I’m not really a violent person, but I think this list really needs to be made.
- Hanna-Barbera – these are the guys who are responsible for Scooby Doo and all the bad (and by bad, I mean ‘I want to stick something blunt through my ear drums so I don’t have to listen to the terrible dialogue anymore’ bad) character acting. Now, grand scheme of things, I appreciate the original premise of the cartoon: they wanted to create a cartoon that wasn’t as violent as the super hero shows that were all the rage in the 1960s. But really, does the dialogue have to be so terrible? Do they have to make bad puns with every single character exchange? (I like a bad pun more than lots of things—e.g., What’s the loneliest bayou in the world? Bayou Self! But come on! Every other line a bad pun?!?) And do they have to use the most obnoxious phrasing? Like, hey! It’s, like, a bad guy! [Insert bad pun—I’m too exhausted to make one up right now…]
- Casey Kasem – speaking of bad character acting… This guy has been in more crappy kid cartoons than anyone else on the planet. Voltron? Check. Josie and the Pussycats? Check. Super Friends? Check. Transformers? Check. Scooby-freakin’-Doo? I blame him for perpetuating the craptastic character of Shaggy all these years. I mean, yeah, guy’s just trying to earn a paycheck, but good glory! I can’t take it anymore! Did the writers actually put the word ‘Like’ at the beginning of every one of his lines in the script or was that his own personal addition to the character?

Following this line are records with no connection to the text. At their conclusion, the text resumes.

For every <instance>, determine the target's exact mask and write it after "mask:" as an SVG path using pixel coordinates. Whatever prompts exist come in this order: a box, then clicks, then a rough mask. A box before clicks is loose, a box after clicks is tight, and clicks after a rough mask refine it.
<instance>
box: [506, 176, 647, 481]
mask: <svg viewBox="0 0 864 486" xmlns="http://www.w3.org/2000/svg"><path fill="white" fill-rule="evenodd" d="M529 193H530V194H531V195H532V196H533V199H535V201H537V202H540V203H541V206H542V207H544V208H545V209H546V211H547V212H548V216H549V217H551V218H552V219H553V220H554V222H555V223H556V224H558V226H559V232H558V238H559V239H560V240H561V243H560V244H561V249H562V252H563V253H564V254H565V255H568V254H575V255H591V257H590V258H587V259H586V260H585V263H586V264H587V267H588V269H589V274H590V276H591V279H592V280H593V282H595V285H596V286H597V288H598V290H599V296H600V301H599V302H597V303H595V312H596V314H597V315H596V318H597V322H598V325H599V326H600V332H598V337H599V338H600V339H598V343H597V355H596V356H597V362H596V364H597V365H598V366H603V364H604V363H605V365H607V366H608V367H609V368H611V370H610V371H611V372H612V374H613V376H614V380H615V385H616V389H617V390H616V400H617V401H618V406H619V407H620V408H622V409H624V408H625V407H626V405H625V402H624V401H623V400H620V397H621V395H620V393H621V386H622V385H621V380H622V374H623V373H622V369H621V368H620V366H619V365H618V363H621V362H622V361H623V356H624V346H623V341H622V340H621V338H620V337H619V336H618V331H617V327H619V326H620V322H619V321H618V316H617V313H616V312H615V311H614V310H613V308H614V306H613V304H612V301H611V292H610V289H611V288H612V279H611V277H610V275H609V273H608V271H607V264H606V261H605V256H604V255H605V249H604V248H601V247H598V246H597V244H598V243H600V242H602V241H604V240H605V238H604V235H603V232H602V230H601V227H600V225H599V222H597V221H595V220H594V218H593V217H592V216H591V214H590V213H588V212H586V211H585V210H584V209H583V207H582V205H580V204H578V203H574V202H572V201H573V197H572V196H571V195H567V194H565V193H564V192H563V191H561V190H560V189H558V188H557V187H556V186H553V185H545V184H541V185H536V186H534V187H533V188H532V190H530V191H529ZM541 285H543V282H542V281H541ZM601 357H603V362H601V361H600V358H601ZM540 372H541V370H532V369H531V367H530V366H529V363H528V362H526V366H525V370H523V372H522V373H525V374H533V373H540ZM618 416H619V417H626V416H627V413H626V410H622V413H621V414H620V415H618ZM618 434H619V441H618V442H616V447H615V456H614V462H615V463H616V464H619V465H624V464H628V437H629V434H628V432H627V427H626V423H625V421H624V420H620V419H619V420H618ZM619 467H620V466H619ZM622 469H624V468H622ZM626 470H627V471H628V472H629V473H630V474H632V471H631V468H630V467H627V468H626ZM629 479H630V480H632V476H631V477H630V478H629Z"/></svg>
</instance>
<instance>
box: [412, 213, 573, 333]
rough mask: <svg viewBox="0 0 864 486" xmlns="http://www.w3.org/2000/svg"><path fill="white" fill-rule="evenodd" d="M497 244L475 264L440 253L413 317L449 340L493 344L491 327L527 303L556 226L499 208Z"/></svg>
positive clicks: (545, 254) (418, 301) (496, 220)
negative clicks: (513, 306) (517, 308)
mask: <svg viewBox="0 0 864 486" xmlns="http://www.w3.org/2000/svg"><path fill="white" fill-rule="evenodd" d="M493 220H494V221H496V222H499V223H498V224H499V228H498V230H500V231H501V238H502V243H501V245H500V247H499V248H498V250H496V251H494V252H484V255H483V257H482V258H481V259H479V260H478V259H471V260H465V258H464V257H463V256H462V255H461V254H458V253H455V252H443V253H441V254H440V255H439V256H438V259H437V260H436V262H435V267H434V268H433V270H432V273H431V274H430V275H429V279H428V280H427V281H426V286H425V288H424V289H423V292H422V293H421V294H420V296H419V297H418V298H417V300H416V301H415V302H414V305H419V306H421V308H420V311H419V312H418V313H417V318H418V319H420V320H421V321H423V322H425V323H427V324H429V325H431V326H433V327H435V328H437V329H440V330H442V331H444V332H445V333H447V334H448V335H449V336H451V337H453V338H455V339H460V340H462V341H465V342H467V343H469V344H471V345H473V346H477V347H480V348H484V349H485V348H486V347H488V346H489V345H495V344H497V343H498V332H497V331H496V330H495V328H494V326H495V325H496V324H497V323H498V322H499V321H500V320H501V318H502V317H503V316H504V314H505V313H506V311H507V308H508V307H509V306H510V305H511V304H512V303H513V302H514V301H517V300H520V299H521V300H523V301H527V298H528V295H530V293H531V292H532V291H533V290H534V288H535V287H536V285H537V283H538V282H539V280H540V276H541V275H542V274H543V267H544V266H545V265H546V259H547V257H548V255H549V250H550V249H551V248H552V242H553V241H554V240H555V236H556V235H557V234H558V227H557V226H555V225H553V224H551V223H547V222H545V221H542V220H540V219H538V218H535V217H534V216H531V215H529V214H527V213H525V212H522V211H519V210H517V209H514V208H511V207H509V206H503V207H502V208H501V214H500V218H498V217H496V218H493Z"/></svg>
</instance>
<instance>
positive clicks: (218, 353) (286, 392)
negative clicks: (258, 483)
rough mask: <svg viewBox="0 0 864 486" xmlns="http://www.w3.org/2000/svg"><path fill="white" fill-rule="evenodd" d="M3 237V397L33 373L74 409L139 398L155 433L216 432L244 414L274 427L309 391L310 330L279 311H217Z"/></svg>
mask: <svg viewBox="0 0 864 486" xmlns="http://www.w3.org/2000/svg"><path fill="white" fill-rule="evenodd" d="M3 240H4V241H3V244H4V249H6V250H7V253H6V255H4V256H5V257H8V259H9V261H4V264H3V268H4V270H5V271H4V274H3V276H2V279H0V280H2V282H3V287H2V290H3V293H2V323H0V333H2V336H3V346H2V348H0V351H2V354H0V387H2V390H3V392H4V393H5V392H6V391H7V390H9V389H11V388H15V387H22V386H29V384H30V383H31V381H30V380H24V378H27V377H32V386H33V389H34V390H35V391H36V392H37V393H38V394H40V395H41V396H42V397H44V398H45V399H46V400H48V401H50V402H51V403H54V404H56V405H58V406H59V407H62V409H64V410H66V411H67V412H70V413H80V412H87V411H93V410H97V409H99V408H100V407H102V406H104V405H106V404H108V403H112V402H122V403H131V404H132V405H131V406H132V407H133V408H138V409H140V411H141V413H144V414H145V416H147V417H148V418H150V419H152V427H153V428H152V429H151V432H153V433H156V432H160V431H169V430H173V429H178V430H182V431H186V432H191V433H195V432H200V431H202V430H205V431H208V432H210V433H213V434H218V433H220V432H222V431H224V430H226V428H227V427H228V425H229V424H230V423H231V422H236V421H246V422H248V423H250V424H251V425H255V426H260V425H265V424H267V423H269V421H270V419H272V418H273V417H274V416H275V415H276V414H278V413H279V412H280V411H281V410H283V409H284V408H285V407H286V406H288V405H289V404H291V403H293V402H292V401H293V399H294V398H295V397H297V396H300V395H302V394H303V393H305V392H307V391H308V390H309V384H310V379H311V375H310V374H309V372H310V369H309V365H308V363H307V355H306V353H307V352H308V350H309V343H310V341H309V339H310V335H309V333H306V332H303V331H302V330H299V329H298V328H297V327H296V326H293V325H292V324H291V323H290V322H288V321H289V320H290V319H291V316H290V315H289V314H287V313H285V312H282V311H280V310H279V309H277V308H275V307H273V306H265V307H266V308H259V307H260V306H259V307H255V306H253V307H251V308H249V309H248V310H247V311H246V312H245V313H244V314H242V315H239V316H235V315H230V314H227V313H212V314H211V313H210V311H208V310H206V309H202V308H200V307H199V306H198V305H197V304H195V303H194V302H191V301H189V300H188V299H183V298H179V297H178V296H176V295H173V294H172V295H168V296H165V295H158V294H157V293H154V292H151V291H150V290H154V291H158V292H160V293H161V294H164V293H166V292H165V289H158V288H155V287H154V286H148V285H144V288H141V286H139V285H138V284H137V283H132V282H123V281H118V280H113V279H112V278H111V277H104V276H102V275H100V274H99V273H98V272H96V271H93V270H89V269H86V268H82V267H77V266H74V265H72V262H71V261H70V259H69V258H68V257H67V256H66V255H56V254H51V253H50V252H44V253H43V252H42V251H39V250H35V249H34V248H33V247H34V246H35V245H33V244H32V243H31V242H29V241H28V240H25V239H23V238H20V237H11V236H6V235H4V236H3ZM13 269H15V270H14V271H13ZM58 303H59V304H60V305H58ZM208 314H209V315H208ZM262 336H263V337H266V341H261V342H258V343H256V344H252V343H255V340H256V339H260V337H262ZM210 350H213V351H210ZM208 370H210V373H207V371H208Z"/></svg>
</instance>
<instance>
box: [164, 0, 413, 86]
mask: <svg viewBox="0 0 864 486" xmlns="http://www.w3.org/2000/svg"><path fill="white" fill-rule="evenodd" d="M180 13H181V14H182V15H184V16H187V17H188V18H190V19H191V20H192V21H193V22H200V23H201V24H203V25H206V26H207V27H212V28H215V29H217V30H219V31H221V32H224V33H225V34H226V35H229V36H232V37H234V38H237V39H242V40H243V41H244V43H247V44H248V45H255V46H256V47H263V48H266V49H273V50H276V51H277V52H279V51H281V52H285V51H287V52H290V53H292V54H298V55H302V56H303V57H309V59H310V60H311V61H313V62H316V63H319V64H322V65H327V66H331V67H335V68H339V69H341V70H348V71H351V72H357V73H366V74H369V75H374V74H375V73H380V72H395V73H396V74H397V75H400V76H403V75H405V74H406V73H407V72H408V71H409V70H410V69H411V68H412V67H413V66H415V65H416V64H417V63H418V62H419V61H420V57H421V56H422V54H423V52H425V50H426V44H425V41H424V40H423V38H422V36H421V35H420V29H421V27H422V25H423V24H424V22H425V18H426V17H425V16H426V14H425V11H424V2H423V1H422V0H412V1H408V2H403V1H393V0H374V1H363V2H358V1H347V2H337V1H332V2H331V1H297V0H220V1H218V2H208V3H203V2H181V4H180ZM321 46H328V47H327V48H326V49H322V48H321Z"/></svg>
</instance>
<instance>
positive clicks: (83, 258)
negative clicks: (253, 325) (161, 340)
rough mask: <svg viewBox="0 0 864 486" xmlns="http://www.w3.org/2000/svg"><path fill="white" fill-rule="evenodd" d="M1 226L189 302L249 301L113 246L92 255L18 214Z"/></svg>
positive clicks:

- Whoever runs the evil conglomerate known as Wal-Mart. I can’t stand going in the place—haven’t been in since Thanksgiving of last year, which I brandish as a point of pride. We decided around that time that we weren’t going in there any more because of the crowds of people (don’t get me started on my agoraphobia…), the ridiculous wait to get your groceries checked out (they have, what? thirty or forty checkout lanes but only operate five or six of them at the busiest time of the year—the rest of the year, you’re lucky if there are two lanes open at each end of the store) and the general cheapness of the whole place (how much crap have I had to take back over the years because they bought the crappiest crap that they could find?). My parents, on the other hand, don’t have any other options in their hometown, so they still go in. With my son. And buy him movies there. Like Scooby Doo and the Stupid, Idiotic, Really Bad Piece of Crap DVD that’s playing in the living room right now. I feel my brain cells leaking out of my ears right now. Harrison, on the other hand, is riveted.
- All the people who are reliving their childhoods by watching any new offering of the “classic” shows they watched as kids – if it weren’t for the people who buy crap like this as a knee-jerk reaction to ‘Oh, man, I used to love this show when I was a kid,’ crap like this wouldn’t exist. (Circular logic, I know…) The thing is, kids love crap TV. Heck, kids love any TV. So the fact that you loved something as a kid doesn’t mean it was good—it just means that your parents plunked you down in front of the TV to get some Mommy or Daddy Time. What do you think I’m doing right now? (Actually, I’m letting the boy watch the DVD so that I can tell them in all honesty that yes, I let him watch the movie they bought him. Once. I hate wasted money almost as much as I hate bad TV.)
I only hope that when Harrison is older, he will resist the knee-jerk reaction that everyone else has and refuse to buy the drivel that they are making at that time. If it was bad back in the ‘70s, and it’s baaaaaad now, I can only imagine the awful-osity it will be then.